目を閉じれば瞼の裏に蘇る仲間の無残な亡骸。









そう、全てはあの日から狂い始めた――――――――。

















天馬の嘶きは天に響く〜肆〜


















『ようこそ、贄の娘よ』




門の向こう側に立っていた妖は、口元に満面の笑みを乗せて少女を出迎える。




『晴明、彰子姫がいないわ!』




少女の不在を、血相を変えて部屋へと飛び込んできた幼き神将が告げた。




『我が主の言伝をお持ちしました』




少女を返して欲しくば・・・・と、その手は静かに東方に位置する山を指し示した。




『大文字山、か・・・・・・・』




そこが、決戦の地―――――――――。










大文字山の付近。木々の連なる峰の一角に、鳴蛇は佇んでいた。

星一つ見えない曇天を仰いでいた鳴蛇は、ついと視線を足元へと落とした。
彼の妖の視線の先には、木の根元で小さく蹲っている少女がいた。


『・・・・・・さて、方士はなんとしてもここまでやってくるでしょう。そうなれば、あなたは用済み』


木の根に背を押し付けて蹲っていた彰子は、鳴蛇の言葉にぴくりと肩を揺らした。


「・・・・・っ・・・・・・」


喉から迸りそうになる悲鳴を、必死に押し殺す。
鳴蛇はそんな彰子の様子を、愉しげに見ていた。
彰子はそれを見てさらに体を強張らせる。

しばらくの間そうして彰子の様子を眺めていた鳴蛇であったが、徐に彰子の傍へとやって来るとその顔をずいと彰子へ近づけた。
人の瞳にはあらざる、縦に細長く走る瞳が間近に見えた。

ひやりと、鳴蛇の温もりを感じさせない冷え冷えとした手が、彰子の首へとかかる。


『あなたはあの窮奇が欲した贄だそうですね。主の為にここまで尽力を尽くしたのです。あなたの肉の一欠片、血の数滴を私が褒美にいただくのは、理に適ったことだと思いませんか?』


鳴蛇の薄く割れた唇の奥に、二股に割れた細い舌がちろちろと覗いた。
彰子は目の前の妖の言いたい事を理解し、その瞳を凍りつかせた。


『どんな味なのでしょうねぇ、あなたの肉は、血は。今から楽しみで仕方がない・・・・・』


鳴蛇は何れ味わうであろう極上の味に思いを馳せ、うっとりと笑みを浮かべた。
至近距離で、生臭い吐息がかかる。彰子は思わず顔を背けた。


「・・・・・晴明、さま・・・・・・・」


刹那。
風が唸り、二つの影が飛来した。
鳴蛇ははっと顔を上げ、忌々しげに舌打ちをした。


『天馬・・・・・・・!』


目を見開いた彰子が視線を走らせる。
闇の中で、何も見えないはずなのに。彰子の目には鳴蛇が天馬と呼んだ二頭の妖がはっきりと映った。
漆黒の天馬が降り立つと共に転身し、鳴蛇に踊りかかる。


『踰輝(ゆき)に手を出すな・・・・・!』


迸る妖力が鳴蛇を吹き飛ばしたかに見えた。が、鳴蛇は中空で身体を回転させ、滞空したまま天馬達を見下ろした。
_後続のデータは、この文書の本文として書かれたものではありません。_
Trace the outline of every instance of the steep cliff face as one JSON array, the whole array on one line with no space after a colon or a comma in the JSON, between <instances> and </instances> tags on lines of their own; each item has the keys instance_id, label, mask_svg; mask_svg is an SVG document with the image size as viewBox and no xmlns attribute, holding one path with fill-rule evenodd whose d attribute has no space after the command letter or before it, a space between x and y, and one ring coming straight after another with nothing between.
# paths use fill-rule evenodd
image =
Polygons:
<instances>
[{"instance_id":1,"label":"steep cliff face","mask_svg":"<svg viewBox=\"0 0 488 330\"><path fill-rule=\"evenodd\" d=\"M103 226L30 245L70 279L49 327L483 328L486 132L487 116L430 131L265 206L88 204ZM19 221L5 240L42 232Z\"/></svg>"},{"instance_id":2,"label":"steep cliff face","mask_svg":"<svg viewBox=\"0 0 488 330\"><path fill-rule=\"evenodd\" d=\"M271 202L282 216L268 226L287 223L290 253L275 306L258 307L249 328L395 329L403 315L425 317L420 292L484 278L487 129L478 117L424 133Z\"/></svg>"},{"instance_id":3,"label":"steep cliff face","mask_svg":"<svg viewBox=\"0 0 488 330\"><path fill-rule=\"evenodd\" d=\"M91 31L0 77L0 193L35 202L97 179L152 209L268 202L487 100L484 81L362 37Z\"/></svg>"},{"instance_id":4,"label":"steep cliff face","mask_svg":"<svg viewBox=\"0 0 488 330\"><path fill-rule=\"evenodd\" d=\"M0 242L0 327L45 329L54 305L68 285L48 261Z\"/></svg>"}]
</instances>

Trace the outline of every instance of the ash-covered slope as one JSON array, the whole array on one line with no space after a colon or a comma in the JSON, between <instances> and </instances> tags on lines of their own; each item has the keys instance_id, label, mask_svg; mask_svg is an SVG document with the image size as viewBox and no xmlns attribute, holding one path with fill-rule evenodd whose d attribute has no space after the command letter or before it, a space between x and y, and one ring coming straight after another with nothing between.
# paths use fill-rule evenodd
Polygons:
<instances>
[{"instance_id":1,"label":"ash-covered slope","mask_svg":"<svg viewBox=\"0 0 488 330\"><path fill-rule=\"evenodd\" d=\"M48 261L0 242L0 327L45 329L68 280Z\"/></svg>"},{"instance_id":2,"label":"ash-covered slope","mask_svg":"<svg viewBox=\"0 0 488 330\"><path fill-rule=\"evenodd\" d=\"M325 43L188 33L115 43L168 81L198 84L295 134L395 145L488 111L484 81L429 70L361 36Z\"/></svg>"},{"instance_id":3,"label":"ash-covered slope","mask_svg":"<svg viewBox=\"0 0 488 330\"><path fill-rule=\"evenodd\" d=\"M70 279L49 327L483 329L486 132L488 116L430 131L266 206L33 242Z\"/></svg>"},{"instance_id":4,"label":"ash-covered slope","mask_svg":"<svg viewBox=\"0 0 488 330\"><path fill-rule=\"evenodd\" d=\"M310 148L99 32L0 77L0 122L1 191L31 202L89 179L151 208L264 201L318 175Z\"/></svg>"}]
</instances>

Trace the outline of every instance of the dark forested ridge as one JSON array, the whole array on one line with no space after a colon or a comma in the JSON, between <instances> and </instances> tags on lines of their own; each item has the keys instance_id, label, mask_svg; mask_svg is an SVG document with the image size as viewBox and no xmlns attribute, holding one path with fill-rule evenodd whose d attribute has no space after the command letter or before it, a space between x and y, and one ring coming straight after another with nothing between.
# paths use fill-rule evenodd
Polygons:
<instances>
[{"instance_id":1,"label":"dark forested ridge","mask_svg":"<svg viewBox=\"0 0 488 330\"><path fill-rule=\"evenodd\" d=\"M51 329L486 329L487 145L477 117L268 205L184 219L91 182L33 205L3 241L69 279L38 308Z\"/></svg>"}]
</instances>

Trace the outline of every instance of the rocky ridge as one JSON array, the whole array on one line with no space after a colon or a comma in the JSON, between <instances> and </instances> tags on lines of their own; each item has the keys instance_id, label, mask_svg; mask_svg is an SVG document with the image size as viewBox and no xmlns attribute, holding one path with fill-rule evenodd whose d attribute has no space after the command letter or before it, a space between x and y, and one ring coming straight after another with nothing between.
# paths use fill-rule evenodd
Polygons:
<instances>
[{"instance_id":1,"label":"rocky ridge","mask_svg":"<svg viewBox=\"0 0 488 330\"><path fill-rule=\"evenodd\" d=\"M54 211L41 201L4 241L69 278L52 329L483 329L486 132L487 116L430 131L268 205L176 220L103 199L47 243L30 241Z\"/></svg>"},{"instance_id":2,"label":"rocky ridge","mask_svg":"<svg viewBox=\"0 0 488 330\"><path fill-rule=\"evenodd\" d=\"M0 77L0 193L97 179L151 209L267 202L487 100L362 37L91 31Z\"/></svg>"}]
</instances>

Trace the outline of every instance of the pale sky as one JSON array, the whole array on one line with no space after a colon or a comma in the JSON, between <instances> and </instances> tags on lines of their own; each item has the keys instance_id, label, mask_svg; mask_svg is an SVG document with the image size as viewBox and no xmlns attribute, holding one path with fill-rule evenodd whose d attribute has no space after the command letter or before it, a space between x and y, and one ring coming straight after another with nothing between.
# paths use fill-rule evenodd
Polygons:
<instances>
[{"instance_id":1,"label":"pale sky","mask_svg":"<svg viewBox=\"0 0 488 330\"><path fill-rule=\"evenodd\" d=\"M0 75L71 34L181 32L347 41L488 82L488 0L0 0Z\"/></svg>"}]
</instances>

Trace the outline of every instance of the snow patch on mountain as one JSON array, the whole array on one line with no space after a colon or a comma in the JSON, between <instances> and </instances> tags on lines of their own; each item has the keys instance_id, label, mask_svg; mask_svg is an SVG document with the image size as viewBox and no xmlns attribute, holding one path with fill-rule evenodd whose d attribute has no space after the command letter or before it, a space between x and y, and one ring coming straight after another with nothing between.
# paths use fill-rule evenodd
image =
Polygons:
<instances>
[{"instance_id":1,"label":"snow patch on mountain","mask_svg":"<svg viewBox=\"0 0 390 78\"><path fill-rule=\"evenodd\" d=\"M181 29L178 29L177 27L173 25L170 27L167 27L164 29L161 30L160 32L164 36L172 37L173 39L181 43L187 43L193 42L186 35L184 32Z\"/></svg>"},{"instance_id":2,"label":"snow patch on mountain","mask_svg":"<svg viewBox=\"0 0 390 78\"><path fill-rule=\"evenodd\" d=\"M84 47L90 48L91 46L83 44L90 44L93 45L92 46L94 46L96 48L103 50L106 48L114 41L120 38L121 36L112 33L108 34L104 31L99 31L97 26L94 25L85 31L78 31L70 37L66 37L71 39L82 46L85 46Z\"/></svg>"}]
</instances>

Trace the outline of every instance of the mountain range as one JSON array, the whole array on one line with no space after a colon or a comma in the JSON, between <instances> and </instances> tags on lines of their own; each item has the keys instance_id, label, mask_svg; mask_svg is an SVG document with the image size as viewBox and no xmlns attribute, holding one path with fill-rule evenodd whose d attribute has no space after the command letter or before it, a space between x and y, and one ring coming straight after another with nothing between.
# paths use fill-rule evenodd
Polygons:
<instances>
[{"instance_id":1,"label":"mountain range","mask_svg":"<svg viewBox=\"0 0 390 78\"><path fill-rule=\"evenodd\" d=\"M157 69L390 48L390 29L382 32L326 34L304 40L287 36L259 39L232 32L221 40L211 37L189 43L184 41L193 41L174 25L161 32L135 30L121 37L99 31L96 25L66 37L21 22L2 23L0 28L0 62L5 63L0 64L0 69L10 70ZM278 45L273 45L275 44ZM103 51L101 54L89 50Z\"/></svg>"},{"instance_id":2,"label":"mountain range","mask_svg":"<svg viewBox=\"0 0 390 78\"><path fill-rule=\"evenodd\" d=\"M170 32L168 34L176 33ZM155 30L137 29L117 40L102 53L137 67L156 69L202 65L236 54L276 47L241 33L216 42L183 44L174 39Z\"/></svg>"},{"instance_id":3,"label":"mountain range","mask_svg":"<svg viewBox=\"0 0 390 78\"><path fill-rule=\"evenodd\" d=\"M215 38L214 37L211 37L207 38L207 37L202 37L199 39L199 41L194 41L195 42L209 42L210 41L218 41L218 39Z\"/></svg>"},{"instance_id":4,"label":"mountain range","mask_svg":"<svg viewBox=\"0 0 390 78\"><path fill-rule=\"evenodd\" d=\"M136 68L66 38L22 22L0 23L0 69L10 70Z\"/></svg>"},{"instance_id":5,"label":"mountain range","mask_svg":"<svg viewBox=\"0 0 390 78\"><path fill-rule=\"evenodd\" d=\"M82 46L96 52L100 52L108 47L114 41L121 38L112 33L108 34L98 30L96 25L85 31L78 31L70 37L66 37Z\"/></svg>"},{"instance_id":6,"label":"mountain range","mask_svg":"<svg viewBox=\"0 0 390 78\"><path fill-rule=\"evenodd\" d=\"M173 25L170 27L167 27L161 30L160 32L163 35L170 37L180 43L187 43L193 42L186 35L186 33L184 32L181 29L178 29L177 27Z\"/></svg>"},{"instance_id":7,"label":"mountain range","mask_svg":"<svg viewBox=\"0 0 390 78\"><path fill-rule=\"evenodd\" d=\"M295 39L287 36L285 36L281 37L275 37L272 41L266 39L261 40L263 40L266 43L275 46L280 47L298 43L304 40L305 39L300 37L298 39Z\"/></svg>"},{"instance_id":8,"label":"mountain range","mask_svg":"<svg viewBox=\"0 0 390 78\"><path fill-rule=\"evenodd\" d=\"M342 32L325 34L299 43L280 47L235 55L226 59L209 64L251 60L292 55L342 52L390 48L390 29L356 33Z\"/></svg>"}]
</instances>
「踰輝、そこにいるのか?・・・・・・・・・!違う、踰輝じゃない・・・・・・・」


漆黒の天馬が転身した青年―――越影(えつえい)は、暗がりの中踰輝だと思って駆けつけた少女が踰輝本人ではないことに気がつき、落胆に声を沈ませた。
越影の言葉を聞いた純白の天馬が転身した青年―――翻羽(ほんう)も、僅かながらに期待をのせて輝かせていた瞳を悄然と閉ざした。
人違いであったことに気づいた二人の天馬は、改めて鳴蛇へと向き直る。


「踰輝を、踰輝をどこへやった・・・・・・・!」

『しつこいですねぇ。そんなにあのか弱き天馬が大事ですか?』

「当たり前だ!俺に・・・・俺達にとって踰輝は掛け替えのない存在なのだからな!!」


轟と、翻羽の叫び声と共に風が縦横無尽に吹き荒れる。
苛立ちも顕に睨み付けてくる天馬達に、鳴蛇は嘲るような笑みを笑い返した。


「くす・・・。そういきり立たないでください。ほら、あなた達が求めて止まない天馬はあちらにいますよ」


ついと鳴蛇が指差した先には、動きを見せるわけでもなくただ立ち尽くしている天馬の少女がいた。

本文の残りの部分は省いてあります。